Published online by Cambridge University Press: 03 July 2025
In March 2021, in an unprecedented move, South Africa’s Infecting the City (ITC) – the largest and longest-running public art festival in the country – sported a name change: (Un)Infecting the City. The ITC had always been a provocative suggestion of an artist-driven takeover of the city. Artworks by, in the main, marginalised artists infiltrated the city’s pristine public spaces, disrupting its apartheid-era topography and logics with an abundance of site-specific interventions.
In 2021, during the Covid-19 pandemic, infection as a daring provocation had to give way to something more sobering. With actual infection of the body so confoundingly close, threatening to overwhelm with hospitalisations, long-term suffering and death, it became necessary to qualify the weighty connotations that ‘infection’ held at the time. (Un)Infecting the City, imbued as it was with some of the playful irony of its precursor, was, as it turned out, more than a nod to a global health crisis. The change of name took cognisance of the devastation that the pandemic wrought on publicness itself.

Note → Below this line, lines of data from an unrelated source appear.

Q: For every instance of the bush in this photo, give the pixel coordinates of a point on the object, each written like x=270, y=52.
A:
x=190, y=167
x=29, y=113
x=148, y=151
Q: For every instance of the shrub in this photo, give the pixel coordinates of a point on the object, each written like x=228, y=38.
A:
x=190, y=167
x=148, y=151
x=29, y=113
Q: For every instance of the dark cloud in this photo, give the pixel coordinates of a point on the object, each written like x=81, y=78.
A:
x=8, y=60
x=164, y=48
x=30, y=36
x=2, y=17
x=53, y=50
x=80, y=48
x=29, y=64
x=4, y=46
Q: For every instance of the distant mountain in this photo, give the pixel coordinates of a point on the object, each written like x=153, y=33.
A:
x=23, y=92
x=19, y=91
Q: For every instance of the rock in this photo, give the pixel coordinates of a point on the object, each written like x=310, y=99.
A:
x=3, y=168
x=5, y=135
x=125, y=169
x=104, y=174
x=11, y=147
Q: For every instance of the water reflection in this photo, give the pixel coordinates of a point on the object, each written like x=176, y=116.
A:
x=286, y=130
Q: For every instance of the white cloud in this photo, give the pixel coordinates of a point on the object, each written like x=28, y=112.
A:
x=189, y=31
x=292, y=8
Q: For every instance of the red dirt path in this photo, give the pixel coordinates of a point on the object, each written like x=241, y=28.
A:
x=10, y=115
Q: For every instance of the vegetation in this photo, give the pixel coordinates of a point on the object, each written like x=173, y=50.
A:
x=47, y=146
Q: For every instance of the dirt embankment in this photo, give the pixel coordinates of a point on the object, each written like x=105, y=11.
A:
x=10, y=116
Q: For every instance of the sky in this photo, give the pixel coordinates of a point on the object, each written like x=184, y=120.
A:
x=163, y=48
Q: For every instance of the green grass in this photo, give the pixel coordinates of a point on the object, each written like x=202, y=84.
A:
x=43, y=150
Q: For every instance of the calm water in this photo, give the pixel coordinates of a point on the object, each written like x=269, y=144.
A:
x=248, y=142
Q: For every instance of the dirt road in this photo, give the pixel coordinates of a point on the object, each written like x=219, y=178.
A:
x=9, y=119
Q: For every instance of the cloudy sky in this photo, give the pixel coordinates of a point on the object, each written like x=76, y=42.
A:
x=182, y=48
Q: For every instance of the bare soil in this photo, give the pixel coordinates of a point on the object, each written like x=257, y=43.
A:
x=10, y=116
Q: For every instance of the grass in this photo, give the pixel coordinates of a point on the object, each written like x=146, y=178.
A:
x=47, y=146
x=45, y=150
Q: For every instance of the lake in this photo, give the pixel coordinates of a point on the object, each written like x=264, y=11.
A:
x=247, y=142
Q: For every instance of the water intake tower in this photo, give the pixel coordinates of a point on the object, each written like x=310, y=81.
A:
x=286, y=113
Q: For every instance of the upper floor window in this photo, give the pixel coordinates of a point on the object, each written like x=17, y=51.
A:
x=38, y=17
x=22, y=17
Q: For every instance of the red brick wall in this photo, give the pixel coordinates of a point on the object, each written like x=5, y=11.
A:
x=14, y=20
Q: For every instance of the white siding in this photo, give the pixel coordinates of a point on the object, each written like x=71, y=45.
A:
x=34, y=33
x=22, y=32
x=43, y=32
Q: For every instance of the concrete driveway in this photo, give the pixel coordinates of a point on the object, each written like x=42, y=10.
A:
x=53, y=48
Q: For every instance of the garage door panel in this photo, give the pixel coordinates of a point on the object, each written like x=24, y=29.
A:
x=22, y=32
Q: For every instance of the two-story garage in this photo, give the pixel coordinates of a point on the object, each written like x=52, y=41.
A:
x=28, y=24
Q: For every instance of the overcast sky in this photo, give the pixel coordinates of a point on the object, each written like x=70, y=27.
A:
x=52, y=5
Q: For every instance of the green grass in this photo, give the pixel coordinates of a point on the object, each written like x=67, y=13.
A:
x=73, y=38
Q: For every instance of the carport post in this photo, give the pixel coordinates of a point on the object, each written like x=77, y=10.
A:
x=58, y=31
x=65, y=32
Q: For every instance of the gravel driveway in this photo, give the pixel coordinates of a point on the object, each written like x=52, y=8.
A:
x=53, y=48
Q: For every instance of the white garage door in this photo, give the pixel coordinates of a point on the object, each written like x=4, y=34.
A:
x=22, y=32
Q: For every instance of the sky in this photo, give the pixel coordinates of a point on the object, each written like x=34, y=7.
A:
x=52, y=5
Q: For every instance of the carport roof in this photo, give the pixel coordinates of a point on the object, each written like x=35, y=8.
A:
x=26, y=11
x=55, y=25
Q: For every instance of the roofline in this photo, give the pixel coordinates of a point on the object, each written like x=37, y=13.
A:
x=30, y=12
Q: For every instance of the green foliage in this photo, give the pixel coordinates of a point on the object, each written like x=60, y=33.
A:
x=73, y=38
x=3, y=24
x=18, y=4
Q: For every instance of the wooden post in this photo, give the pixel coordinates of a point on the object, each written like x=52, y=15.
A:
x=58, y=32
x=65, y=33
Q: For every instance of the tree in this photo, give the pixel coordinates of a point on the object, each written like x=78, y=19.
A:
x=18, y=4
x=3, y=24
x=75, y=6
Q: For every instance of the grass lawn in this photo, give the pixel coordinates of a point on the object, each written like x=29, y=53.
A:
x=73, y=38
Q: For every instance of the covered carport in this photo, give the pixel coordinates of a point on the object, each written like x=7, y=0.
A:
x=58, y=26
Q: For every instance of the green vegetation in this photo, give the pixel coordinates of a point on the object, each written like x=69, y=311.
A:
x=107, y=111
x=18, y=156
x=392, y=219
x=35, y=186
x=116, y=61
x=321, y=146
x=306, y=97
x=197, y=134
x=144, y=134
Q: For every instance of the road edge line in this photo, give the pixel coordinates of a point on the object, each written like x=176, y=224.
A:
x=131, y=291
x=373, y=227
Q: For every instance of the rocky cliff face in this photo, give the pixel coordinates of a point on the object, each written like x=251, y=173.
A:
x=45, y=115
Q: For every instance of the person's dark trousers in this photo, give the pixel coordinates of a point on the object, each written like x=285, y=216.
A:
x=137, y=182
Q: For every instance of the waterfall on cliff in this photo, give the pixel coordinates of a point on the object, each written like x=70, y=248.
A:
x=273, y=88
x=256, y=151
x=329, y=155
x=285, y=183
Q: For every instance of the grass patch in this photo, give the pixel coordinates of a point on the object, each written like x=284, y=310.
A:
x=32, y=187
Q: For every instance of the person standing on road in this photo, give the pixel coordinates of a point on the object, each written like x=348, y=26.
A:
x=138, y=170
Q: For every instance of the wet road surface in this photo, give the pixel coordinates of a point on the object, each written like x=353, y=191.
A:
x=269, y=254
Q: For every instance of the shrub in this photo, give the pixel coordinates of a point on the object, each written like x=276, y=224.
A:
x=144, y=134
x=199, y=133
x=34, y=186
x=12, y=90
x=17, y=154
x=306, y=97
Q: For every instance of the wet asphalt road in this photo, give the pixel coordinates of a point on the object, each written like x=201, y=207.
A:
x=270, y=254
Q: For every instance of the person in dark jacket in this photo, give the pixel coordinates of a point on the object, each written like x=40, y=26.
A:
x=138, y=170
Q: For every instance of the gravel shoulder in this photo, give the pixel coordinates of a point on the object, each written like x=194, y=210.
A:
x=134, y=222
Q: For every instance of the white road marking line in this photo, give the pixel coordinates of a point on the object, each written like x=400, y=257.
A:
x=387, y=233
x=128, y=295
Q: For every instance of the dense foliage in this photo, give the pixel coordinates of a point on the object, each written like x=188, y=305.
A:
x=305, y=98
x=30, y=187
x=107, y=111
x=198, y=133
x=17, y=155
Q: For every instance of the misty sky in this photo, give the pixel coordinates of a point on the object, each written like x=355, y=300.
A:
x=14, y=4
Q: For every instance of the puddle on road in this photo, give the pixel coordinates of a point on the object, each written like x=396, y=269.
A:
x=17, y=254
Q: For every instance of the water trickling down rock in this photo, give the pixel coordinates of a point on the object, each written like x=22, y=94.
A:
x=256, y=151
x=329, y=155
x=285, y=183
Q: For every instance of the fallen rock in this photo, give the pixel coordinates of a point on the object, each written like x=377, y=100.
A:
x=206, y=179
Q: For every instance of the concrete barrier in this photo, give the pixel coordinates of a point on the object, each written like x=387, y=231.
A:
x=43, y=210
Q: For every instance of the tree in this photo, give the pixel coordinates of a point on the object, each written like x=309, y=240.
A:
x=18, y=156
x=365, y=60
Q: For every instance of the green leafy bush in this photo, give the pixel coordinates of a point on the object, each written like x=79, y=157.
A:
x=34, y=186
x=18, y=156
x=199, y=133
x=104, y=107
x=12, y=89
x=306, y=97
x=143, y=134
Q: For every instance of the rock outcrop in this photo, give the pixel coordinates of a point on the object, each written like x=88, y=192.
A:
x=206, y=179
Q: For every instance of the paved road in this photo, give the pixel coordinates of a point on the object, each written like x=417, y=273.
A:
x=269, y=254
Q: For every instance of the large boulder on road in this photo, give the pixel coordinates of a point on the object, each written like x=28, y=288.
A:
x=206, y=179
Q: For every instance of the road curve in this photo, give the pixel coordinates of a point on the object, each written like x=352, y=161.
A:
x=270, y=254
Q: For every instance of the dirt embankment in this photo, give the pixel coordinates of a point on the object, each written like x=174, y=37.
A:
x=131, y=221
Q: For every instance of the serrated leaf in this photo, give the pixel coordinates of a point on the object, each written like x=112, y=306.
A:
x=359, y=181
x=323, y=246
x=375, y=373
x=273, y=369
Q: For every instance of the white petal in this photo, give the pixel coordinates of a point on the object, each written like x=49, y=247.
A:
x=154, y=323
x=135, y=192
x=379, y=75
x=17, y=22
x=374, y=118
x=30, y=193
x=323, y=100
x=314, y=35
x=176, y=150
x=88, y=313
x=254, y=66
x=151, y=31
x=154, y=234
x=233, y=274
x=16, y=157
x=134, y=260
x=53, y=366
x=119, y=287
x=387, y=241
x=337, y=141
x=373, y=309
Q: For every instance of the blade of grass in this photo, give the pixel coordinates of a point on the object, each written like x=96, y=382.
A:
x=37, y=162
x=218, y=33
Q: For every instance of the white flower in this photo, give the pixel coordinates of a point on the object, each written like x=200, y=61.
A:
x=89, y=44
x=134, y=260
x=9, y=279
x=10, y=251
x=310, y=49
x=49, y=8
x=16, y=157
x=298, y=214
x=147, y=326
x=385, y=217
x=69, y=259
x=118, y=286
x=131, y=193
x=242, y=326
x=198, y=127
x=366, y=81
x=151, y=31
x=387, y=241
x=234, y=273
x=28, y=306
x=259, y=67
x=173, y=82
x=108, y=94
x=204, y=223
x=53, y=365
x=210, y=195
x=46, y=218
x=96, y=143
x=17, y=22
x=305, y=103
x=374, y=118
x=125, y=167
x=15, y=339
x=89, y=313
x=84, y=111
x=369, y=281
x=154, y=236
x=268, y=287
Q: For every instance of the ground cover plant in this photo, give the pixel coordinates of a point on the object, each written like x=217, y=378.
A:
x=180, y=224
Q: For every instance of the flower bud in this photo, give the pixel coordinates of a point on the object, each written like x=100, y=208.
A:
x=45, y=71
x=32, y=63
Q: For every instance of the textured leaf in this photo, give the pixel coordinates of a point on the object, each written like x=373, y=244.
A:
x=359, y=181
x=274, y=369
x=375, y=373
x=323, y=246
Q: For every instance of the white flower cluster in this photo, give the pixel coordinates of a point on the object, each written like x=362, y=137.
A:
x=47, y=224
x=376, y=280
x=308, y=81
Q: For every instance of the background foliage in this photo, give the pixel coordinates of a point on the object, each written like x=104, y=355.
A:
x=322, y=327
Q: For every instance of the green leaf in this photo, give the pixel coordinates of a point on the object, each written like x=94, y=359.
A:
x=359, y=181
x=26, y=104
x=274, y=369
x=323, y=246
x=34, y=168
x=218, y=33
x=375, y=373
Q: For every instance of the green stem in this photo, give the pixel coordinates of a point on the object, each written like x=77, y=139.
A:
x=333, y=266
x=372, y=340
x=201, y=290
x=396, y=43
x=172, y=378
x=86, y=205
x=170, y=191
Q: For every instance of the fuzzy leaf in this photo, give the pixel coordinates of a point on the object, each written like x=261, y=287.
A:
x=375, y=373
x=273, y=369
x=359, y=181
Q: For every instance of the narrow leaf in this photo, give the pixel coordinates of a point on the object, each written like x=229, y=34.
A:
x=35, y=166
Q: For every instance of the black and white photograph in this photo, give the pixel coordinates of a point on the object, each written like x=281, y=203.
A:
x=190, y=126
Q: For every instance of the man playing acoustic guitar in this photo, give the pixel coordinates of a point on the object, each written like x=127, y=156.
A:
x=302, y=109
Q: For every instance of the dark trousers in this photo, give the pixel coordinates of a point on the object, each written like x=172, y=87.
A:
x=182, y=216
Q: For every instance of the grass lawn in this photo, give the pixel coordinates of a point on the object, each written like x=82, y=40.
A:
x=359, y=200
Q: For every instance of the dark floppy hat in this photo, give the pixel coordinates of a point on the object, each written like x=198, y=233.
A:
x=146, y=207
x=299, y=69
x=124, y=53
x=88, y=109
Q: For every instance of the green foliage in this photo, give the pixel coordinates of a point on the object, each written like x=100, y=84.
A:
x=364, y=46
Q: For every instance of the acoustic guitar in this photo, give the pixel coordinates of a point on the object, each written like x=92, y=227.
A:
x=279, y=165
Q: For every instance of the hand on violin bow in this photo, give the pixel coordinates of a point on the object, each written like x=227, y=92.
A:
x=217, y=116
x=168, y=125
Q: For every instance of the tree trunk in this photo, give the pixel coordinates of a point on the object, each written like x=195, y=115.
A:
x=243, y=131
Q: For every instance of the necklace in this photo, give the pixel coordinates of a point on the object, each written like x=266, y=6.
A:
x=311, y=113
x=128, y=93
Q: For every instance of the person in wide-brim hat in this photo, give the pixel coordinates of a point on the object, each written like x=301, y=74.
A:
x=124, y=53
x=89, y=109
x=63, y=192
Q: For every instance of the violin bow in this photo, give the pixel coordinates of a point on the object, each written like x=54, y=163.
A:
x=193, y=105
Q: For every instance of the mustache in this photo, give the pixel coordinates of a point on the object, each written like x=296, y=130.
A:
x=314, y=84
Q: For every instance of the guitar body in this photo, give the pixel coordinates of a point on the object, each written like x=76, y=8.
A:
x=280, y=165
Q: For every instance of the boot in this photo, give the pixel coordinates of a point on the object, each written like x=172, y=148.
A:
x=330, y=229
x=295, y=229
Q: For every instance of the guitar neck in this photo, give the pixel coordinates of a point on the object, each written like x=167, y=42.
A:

The series of national lockdowns and curfews that Cape Town and South Africa as a whole were forced to endure to ‘flatten the curve’ of infections and safeguard an already frail healthcare system had taken a severe and ghostly toll on the public life of cities. Against this backdrop, (Un)Infecting the City’s programme of both online and limited in-person interventions unfolded as an experiment at invigorating the city safely, while supporting and restoring the artistic impulse to create in a time of great loss. It brought into sharp focus a question that the festival had been probing since it first began, but never in so loaded a context – how we make meaning of place and public in a deeply fragmented society.
Even though the pandemic had intensified the book’s rationale, work on Restless Infections began long before Covid-19. South Africa is a country where publicness and public gathering are central to how we live and have immense historical and political importance. It is a country, too, where spaces for most of the population continue to be small, under-resourced and overcrowded. The production of a restlessness, concomitant with a desire for both personal intimacy as well as community engagement beyond spatial restrictions and lack, characterises our society.